Unabhängigkeit und Aktionsf higkeit sicherstellen
Nicht nur die Linke differenziert sich in parlamentarische und außerparlamentarische Organisationen. In den Gewerkschaften steht der bürokratischen Führung die noch viel zu kleine Gewerkschaftslinke gegenüber. Die soziale Bewegung unterscheidet sich nach gemäßigten und linken Kreisen. Wie soll unter solchen Bedingungen die „Triade“ aus „sozialer Bewegung“, „Gewerkschaften“ und „Linkspartei“ den konsequenten Kampf gegen die neoliberalen Reformen führen? Die heilige Dreifaltigkeit der außerparlamentarischen Zurückhaltung tut niemandem weh und stellt niemanden zufrieden. Wenn überhaupt von einer “Triade“ die Rede sein kann, dann von einer, die aus dem linken Flügel der sozialen Bewegung, der Gewerkschaftslinken und der außerparlamentarischen sozialistischen Linken besteht.

Sicherlich muss die soziale Bewegung immer wieder versuchen, Druck auf die Gewerkschaften auszuüben. Mit einer „klugen Verhandlungstaktik“, um ein paar eigene RednerInnen auf DGB-Kundgebungen zu stellen, ist es aber nicht getan.
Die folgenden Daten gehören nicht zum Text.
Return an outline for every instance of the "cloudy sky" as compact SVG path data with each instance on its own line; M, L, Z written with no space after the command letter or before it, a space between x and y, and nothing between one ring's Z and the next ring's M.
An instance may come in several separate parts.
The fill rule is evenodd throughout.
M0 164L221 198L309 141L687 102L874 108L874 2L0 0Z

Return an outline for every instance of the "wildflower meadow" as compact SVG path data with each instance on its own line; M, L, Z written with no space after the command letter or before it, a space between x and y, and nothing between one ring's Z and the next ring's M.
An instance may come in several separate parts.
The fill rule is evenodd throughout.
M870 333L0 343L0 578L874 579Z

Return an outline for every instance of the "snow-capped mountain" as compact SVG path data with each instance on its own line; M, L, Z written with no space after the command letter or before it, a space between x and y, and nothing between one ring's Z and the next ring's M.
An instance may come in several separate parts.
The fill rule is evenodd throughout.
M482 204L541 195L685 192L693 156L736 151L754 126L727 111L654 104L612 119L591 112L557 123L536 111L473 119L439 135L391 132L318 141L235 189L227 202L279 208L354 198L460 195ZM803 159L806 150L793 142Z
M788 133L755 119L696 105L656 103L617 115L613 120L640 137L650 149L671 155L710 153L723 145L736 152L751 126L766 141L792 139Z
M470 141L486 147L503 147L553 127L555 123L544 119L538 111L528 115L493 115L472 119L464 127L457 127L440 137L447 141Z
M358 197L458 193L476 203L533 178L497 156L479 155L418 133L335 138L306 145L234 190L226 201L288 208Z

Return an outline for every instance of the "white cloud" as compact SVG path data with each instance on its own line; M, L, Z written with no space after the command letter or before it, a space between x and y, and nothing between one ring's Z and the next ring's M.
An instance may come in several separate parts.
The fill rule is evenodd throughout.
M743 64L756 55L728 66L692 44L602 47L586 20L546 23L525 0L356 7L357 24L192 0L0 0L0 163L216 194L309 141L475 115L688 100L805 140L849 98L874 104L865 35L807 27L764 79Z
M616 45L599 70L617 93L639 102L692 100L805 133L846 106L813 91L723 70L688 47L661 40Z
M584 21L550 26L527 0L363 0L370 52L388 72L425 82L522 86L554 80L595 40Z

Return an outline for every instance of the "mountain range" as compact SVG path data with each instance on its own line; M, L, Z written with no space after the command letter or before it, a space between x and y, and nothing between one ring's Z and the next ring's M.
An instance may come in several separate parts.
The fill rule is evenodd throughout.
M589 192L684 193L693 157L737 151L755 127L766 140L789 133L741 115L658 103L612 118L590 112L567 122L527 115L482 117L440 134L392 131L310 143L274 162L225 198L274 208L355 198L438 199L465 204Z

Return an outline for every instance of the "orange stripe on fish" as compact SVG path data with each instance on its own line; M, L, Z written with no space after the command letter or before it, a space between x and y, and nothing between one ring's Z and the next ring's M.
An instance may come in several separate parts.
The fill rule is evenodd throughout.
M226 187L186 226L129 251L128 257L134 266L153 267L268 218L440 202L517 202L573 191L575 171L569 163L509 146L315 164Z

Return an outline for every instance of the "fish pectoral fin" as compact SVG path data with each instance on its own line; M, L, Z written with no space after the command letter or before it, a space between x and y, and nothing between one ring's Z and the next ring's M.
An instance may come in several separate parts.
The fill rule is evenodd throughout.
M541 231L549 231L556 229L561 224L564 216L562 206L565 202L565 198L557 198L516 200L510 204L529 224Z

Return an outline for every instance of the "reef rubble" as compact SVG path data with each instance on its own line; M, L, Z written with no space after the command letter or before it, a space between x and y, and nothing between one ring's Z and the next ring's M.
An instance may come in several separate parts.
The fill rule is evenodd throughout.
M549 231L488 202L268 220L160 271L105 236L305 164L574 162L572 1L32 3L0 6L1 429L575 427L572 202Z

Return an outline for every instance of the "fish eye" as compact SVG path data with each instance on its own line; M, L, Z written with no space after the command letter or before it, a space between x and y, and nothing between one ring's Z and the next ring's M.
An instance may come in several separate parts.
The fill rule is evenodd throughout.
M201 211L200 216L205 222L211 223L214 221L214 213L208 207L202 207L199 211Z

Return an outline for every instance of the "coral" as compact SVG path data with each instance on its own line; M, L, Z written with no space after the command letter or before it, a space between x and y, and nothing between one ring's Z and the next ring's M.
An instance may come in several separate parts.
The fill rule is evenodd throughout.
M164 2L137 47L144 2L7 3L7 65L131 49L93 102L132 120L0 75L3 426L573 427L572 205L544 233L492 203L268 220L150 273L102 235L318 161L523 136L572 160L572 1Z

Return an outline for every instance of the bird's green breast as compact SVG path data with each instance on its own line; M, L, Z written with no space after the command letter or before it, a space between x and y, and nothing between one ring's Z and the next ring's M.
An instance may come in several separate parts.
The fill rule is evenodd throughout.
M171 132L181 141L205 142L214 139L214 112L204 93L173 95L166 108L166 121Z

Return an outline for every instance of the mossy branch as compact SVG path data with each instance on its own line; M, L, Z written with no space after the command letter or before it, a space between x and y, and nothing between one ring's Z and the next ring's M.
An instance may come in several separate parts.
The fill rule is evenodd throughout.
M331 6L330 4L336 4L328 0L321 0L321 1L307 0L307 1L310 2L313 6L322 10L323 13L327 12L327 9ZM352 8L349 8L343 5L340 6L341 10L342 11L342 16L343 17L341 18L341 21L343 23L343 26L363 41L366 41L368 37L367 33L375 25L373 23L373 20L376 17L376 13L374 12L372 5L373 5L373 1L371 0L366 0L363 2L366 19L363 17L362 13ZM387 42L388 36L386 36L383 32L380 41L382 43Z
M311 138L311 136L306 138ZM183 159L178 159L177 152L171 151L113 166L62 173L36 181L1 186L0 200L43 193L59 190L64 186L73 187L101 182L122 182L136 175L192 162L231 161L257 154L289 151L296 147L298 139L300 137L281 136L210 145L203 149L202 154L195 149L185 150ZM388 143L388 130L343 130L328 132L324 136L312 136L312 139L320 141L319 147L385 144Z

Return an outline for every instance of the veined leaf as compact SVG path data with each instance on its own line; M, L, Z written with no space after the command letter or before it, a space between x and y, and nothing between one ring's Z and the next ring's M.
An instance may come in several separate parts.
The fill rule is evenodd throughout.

Wer, wie einige GenossInnen vom ABSP meinen, die soziale Bewegung könne „den Elefant“ Gewerkschaften „mit Pauken und Trompeten vorantreiben“, offenbart vor allem eine krasse Fehleinschätzung der realen Kräfteverhältnisse. Solche „radikalen“ Sprüche führen schnell zum opportunistischen Gegenteil, wenn sich ein Teil der sozialen Bewegung, sprich ABSP, vom anderen, den MLPD-nahen Montagsinitiativen distanziert, in der Hoffnung, damit mehr Gesprächs- und Bündnisbereitschaft bei der Gewerkschaftsführung zu erreichen. Und auch die Mäßigung von Forderungen weckt nicht den Mobilisierungswillen in höheren Gewerkschaftsetagen.

Nur die eigenständige Aktionsfähigkeit und die politische Unabhängigkeit der soziale Bewegung, wenn sie ähnlich wie in Frankreich beim CPE in die Breite wirksam wird ohne ihre Inhalte abzuschwächen, erzeugt von außen den Druck, den die Gewerkschaften brauchen, um einen kämpferischen Weg einzuschlagen.